Once again I have a problem which is most likely caused by me. I can’t understand why this doesn’t work, since the kernels read from the correct position in shared memory.
Someone correct me if I’m wrong, but unattached shared memory (extern) should be right at the beginning of shared memory as opposed to attached memory that can be anywhere in shared memory, correct?
The effect I’m seeing here is that only Threads (0,0) and (0,1) seem to be able to read from shared memory when it’s extern.

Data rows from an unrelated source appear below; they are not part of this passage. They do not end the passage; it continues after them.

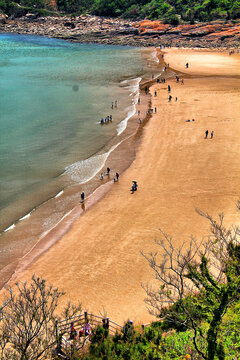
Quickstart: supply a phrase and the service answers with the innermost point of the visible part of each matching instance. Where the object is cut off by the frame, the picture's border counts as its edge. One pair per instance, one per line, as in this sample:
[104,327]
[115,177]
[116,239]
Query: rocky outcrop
[94,29]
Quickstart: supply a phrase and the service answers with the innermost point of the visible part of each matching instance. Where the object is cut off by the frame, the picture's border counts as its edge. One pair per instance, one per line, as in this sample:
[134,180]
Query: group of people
[106,120]
[108,174]
[114,104]
[206,134]
[134,186]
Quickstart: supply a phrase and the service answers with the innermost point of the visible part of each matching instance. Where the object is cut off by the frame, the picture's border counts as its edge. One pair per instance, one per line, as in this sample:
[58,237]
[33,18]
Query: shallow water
[53,94]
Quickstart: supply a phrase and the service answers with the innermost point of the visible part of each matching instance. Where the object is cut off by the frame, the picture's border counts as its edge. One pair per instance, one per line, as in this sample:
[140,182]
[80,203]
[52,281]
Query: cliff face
[52,4]
[124,32]
[215,32]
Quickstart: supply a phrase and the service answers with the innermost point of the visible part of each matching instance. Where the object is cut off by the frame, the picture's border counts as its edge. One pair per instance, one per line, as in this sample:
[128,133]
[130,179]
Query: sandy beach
[98,261]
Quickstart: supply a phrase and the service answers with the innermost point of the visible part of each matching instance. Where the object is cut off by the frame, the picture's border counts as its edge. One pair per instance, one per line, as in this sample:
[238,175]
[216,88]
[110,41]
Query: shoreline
[97,192]
[97,261]
[114,31]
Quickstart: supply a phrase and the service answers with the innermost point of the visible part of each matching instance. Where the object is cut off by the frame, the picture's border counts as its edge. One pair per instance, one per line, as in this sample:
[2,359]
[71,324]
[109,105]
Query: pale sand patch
[98,260]
[203,62]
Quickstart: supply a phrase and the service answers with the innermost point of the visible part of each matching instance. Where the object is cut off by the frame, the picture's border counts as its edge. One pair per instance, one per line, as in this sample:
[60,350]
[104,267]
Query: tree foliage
[167,10]
[27,320]
[197,285]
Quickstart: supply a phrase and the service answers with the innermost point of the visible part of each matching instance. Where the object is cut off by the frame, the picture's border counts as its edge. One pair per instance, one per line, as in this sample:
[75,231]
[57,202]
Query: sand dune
[98,260]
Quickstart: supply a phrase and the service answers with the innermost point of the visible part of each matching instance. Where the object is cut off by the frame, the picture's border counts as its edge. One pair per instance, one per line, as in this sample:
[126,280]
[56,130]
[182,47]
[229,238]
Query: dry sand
[98,261]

Can someone explain the effect I’m seeing here? (Kernel is called with an 8x8 block dimension).
attached shared mem
__global__ void
testKernel(float4* frameBuffer, int frameWidth)
{
__shared__ float4 bucket[64];
if(threadIdx.x == 0 && threadIdx.y == 0)
{
for(int i = 0; i < 64; i++)
{
bucket[i] = make_float4(0.5, 0.5, 0.5, 0.5);
}
}
long memIdx = (threadIdx.x+blockIdx.x*blockDim.x) +
((threadIdx.y+blockIdx.y*blockDim.y) * frameWidth);
int bkIdx = (threadIdx.x + blockDim.x * threadIdx.y);
float4* val = &bucket[bkIdx];
__syncthreads();
frameBuffer[memIdx] = *val;
return;
}
unattached shared mem
__global__ void
testKernel(float4* frameBuffer, int frameWidth)
{
extern __shared__ float4 bucket[];
if(threadIdx.x == 0 && threadIdx.y == 0)
{
for(int i = 0; i < 64; i++)
{
bucket[i] = make_float4(0.5, 0.5, 0.5, 0.5);
}
}
long memIdx = (threadIdx.x+blockIdx.x*blockDim.x) +
((threadIdx.y+blockIdx.y*blockDim.y) * frameWidth);
int bkIdx = (threadIdx.x + blockDim.x * threadIdx.y);
float4* val = &bucket[bkIdx];
__syncthreads();
frameBuffer[memIdx] = *val;
return;
}